It's weird, isn't it, how Easter coincided with the latest round of handwringing about the Catholic Church. And it's easy, I think, to look at the latest revelations in isolation - yet more indication of how deep the priest-child abuse scandal went within the church hierarchy - and miss that there's a broader point here about religion generally.
For one thing, the problems the Catholic Church faced this week were not the only religion story to have legs: Scientologists scrambled to respond as further charges of abuse by David Miscavige surfaced, and more questions were raised about the Sea Org and Scientology generally.
And in all of this, I think, there's a point here about religion in the modern age, a point that links these troubles and others: the gradually decline of the ability to sustain a faith on mysticism alone.
That may seem less immediately apparent in the Catholics case, but stay with me on this one; one of the problems that showed up this week was the sense of the current Pope having a past. The various questions about what Cardinal Ratzinger did or didn't do, as Archbishop of Munich or as head of the Congregation for the Doctrine of the Faith, were ones that seemed, very much, to just bloom out of the blue. And "a past" is generally not what we talk about with Popes. It violates, as some noted this week, the general directive of the Church that the Pope is infallible and not to be questioned or challenged. Maybe... but how about the jobs the Pope held before he was Pope?
And isn't that question, really, a good indication of what it means to bring a centuries old organization into the 21st Century?
It's harder, after all, to shroud religion, any religion, these days in a sense of mystery. Many have noted the trouble the Church has finding Saints to canonize in recent years - too easy to explain away what used to be "miraculous" with science, or videotape, or such. And the abuse scandals too have lifted the veil on secretive workings of the Church's organization - the shifting of abusers to different parishes, the uselessness of their system of "counseling", the failure to report misdeeds to the prop[er authorities (never mind the legal agreements of enforced silence). None of that, really, is as possible to do now, or to hide as effectively.
Scientology, and other more recent religions face even bigger challenges, because so much of their basic text, and their tenets of belief, have been up for scrutiny long before they could enter the hazy realm of beliefs that we uphold on tradition as much as anything else (yeah... let's just leave it at that rather than discussing Virgin Birth or, say, the Resurrection). Scientology's odd discussions of aliens and bad energy, "clearing" and such have been under scrutiny since about the time Dianetics first appeared; and those questions, as much as anything, have driven the skepticism that leads to further investigation of Scientology as an organization. It's easy to say Scientology invited many of the problems it has now... but really, what faith can stand the kind of questions aimed at Scientology's beliefs?
Just ask the Mormons. It's been a while since Mormonism faced more public investigation, but that's likely to change if, as expected, Mitt Romney renews his chase for the Presidency in 2012. Questions about the Book of Mormon, about the veracity of cliams of golden tablets and other legends within the faith, are bound to reoccur, along with further examination of the curious history of the faith, more looks at Utah, and of course, more discussions of polygamy and outliers in their faith. Even without Romney - his viability is by no means assured - it's entirely likely more polygamist stories alone will drive further examinations, and more struggles for Mormons to back away from extremists and traditions within their own church.
How can faith survive, in such a graceless age?
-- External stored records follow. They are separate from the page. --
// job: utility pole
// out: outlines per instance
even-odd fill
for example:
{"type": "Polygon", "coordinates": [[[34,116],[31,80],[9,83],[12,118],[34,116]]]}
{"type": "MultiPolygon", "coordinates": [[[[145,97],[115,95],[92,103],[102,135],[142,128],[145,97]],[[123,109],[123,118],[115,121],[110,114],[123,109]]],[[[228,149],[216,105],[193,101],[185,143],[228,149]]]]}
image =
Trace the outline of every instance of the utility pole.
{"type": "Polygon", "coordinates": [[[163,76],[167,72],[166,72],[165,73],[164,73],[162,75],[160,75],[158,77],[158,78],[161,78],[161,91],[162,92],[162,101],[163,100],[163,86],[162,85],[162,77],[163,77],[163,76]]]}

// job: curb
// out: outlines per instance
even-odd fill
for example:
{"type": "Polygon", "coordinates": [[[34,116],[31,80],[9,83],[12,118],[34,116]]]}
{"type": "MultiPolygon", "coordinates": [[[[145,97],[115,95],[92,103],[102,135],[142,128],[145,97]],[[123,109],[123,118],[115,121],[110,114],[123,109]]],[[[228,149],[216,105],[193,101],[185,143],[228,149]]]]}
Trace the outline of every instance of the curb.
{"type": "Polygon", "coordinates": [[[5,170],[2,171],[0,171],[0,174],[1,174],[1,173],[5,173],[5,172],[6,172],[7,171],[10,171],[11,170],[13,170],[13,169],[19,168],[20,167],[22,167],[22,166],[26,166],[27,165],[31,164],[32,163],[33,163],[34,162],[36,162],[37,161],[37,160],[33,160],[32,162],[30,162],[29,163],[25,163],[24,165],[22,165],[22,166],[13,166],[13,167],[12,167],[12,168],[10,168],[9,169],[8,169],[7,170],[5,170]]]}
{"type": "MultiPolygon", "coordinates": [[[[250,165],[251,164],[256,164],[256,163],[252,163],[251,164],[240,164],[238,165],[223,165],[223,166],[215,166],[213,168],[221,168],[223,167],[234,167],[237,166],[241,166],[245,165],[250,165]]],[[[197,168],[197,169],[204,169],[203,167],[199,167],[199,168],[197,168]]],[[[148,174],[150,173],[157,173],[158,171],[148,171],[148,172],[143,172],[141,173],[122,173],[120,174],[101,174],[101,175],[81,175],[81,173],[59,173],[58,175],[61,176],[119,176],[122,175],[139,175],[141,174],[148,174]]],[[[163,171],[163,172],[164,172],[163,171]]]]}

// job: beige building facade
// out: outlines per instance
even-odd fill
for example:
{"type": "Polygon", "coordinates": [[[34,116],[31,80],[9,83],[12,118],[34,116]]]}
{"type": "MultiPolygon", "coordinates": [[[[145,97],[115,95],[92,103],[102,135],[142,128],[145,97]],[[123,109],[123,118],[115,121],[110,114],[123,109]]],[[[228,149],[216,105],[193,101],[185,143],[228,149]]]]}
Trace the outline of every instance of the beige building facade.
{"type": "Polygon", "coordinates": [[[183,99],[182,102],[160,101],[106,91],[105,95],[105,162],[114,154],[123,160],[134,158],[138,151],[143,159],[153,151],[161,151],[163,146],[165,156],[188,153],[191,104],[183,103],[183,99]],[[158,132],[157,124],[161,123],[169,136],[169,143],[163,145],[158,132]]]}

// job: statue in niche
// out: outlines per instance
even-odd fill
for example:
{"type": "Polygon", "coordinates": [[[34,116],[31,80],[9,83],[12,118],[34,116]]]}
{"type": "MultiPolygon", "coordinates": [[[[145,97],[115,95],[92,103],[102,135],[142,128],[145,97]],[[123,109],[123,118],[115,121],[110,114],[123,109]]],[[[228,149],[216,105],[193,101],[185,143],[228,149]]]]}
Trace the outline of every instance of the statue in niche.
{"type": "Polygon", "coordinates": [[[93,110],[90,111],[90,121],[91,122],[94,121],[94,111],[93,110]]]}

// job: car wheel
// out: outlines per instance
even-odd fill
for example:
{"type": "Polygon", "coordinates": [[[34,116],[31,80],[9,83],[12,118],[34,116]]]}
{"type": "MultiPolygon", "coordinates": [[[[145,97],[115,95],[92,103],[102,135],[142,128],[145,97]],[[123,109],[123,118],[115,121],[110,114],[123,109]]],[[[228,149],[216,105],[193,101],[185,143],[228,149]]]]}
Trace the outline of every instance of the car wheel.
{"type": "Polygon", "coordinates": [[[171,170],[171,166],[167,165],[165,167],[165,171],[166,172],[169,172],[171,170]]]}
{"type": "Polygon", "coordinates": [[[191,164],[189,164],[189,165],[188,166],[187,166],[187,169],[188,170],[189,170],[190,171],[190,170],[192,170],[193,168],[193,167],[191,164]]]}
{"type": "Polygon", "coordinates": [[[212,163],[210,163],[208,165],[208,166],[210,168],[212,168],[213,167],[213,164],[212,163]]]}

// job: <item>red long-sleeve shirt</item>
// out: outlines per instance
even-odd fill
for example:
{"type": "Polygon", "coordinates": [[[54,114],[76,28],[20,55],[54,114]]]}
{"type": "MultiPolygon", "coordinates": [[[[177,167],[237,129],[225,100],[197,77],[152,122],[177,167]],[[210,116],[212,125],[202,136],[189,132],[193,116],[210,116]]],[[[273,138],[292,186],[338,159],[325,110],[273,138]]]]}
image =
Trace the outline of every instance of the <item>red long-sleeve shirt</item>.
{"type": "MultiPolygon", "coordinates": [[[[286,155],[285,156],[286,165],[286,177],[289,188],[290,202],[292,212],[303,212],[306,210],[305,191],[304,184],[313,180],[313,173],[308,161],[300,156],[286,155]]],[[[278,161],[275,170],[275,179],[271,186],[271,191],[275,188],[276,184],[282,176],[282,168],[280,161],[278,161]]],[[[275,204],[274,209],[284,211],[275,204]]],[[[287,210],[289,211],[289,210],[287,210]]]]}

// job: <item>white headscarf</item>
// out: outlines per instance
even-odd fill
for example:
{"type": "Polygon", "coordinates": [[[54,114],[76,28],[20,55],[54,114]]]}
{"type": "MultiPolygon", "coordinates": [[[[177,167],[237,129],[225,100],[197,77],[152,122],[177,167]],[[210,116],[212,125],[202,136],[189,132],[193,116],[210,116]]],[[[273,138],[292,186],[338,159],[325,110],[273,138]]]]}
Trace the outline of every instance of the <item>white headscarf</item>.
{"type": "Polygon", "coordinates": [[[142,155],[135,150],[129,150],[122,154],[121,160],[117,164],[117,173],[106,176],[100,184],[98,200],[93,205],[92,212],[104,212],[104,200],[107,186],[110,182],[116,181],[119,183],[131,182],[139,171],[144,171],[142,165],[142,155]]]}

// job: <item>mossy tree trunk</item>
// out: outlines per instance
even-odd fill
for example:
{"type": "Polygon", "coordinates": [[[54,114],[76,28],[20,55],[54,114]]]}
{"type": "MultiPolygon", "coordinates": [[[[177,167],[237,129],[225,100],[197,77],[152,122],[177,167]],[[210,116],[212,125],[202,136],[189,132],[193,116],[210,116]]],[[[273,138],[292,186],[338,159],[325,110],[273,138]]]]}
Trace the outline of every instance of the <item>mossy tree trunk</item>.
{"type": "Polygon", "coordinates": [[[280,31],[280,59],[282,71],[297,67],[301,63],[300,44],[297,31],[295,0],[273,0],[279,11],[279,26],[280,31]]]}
Not easily... but I think it's too soon for triumphant atheists and agnostics to assert religion is dead. Many people need... something. The continued popularity of some evangelical churches, "Christian" pop music and such suggest that there is a modern compromise to be made. In Tucson, I noticed that Joyce Meyer is back with another book, and like Joel Osteen, I think she represents one of the ways to make a modern compromise about faith: make religion less about automatic belief in quesitonable mysteries and unexplainable phenomenon; and focus, instead, on teaching ourselves to be better people, based on internal faith. The real "prosperity gospel" after all, is that we have the potential be better people, already within ourselves.
The question for religious organizations, then, is how to navigate this modern world, and how to live in a world that's more real, more present, that leaves less room for mysticism and the inexplicable. Expecting people to give over control to religious leaders who rely on dogma and legend and myth, strikes me as unrealistic, and getting worse. We know too much, can see too much... and that knowledge cannot just be explained away, or driven out. Progress may not be perfect... but fighting the changes wrought by our scientific advances, tghe electronic world, and now the internet seems like fighting the inevitable. That fight against the very nature of our modern world, I think, is why the Catholic Church and the Chruch of Scientology seem to be on the losing end of the news, these days. The heart of the matter of faith, really, has to be about more than believing in the unbelievable.